Sappho’s poetry alone evokes emotion, particularly sadness. I am a big believer in visuals and interpretations of work. Below, I have tried to interpret fragments of Sappho’s poetry and bring them to life in another form of media. Sadness was the emotion that inspired me with these pieces. While my art is only an extension of Sappho’s work, I also think that the fragmented artwork I share also leaves room for further interpretation just like Sappho’s. The artwork is also in sketch format and black and white because I wanted the sketches to evoke a sense of “unfinished” and that even within the artwork it could be continued and expanded.



I imagine this piece as two stories. The first is that Sappho is the left hand while we are the right hand reaching for her across time just as she wrote. But the more powerful interpretation I have of this is two lovers saying goodbye to each other forever. Particularly saying goodbye because of time. The idea of the “right person, wrong time” consistently comes into my head as I created this piece. Reaching for someone but inevitably never getting to touch them again.


Longing and seeking remind me of deep nostalgia. The nostalgia of what? Perhaps the good days or maybe even the sad memories.

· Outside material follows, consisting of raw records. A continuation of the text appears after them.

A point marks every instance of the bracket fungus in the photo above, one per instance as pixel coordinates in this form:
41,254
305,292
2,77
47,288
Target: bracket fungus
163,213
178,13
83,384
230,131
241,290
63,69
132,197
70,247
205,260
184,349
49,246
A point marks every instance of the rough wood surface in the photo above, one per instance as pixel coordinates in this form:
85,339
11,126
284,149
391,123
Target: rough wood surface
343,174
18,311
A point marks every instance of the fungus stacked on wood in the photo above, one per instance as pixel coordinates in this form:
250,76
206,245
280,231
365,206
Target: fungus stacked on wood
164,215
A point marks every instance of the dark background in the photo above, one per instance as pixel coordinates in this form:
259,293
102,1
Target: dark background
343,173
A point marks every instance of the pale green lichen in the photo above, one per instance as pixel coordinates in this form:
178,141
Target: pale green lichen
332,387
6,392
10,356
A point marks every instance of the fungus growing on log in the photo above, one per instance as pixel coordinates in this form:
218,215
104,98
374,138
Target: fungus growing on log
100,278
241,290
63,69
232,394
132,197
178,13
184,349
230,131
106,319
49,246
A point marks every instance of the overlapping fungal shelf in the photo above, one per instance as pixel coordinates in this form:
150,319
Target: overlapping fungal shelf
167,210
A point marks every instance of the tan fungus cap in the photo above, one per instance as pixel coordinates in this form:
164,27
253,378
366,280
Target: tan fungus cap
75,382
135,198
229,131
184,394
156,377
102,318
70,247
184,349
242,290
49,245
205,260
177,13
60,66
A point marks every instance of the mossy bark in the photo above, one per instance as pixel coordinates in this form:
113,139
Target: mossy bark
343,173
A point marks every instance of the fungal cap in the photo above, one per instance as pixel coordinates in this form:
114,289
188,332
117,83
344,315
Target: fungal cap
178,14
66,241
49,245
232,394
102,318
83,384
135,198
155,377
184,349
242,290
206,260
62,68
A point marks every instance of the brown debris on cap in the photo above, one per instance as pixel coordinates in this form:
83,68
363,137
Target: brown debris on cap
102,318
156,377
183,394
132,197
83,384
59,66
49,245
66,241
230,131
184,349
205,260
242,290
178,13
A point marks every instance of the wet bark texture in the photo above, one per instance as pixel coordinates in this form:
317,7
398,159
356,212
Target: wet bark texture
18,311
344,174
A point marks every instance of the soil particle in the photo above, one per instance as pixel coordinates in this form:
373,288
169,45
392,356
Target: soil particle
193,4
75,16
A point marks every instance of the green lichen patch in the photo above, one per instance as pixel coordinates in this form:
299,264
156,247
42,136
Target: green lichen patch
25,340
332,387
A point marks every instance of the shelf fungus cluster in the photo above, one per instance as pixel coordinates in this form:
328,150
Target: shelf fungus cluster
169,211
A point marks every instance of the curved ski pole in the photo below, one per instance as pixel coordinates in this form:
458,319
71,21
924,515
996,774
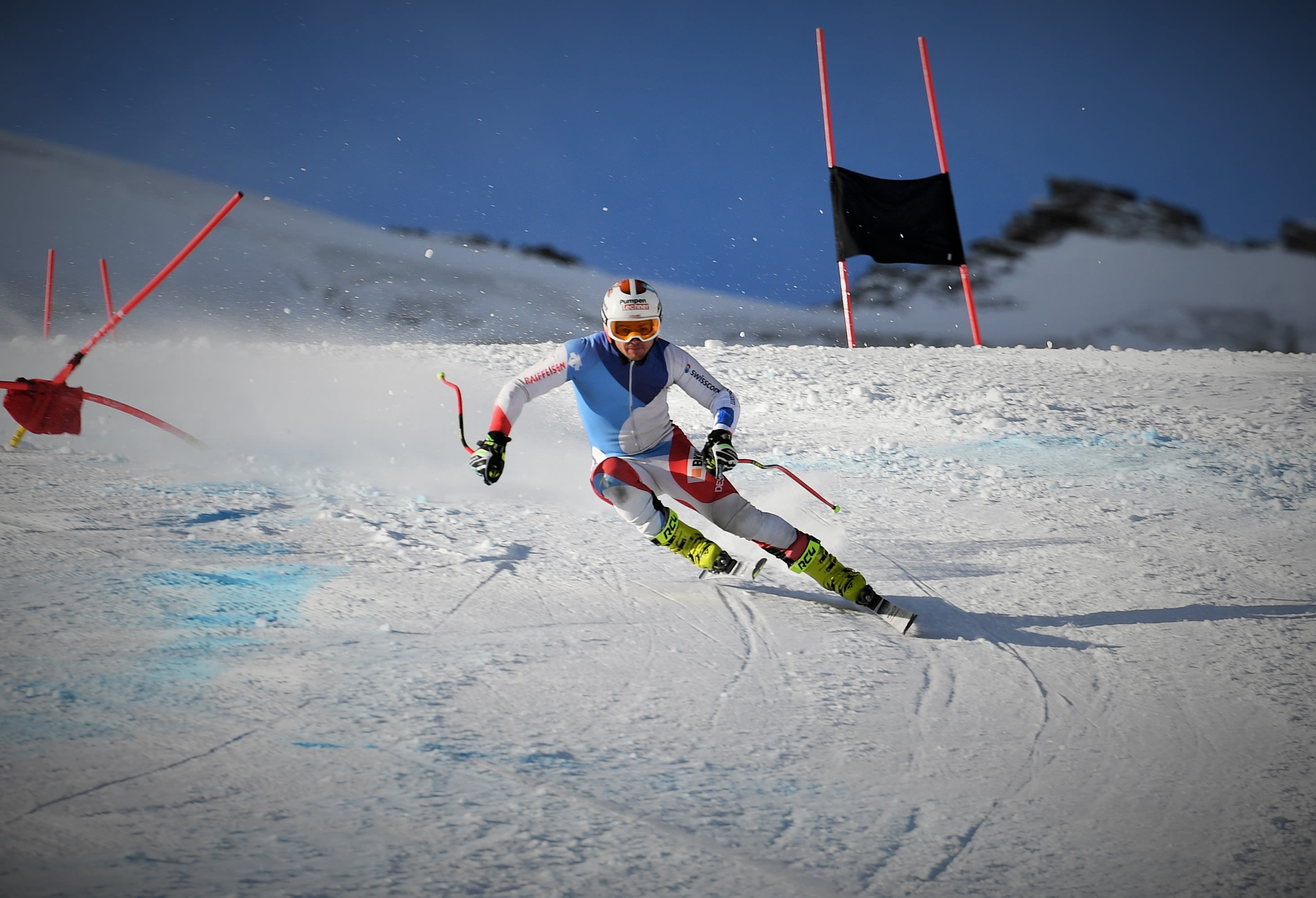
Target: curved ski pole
812,492
461,422
149,418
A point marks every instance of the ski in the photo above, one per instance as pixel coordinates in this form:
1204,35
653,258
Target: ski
895,616
740,570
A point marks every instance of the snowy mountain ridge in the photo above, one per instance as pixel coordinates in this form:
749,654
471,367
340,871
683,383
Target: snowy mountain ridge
1088,266
1091,263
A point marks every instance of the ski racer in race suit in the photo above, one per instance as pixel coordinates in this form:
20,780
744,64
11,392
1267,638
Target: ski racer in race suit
622,377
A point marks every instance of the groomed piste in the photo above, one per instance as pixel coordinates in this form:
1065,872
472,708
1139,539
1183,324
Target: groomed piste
321,658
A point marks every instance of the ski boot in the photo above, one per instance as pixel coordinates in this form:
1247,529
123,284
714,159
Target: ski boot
821,566
687,542
847,583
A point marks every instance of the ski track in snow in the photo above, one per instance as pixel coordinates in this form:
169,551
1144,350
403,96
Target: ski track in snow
321,658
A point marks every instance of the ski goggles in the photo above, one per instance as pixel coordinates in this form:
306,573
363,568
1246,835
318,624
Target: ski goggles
627,330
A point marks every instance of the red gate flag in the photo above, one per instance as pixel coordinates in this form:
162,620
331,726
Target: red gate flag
895,220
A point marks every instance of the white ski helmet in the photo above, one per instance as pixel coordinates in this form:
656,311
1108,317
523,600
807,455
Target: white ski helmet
628,302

Sappho was right on this fragment. Brokenness and longing how connected. I have found myself crying endlessly for a boy too long and to love only to be found broken. I purposefully chose to have a naked woman depicted here because I wanted to show her vulnerability. The brokenness going through her soul. However, I also think that depicting her naked shows her strength as a woman and that while she may feel broken she is in fact whole in her body.


I think this is my favorite piece in this small collection. Do I still yearn for my virginity? A woman shown here perhaps right after sex and “losing” her virginity, pondering what her virginity was to her? It’s a question because the woman should be the one to decide what they feel about their own virginity.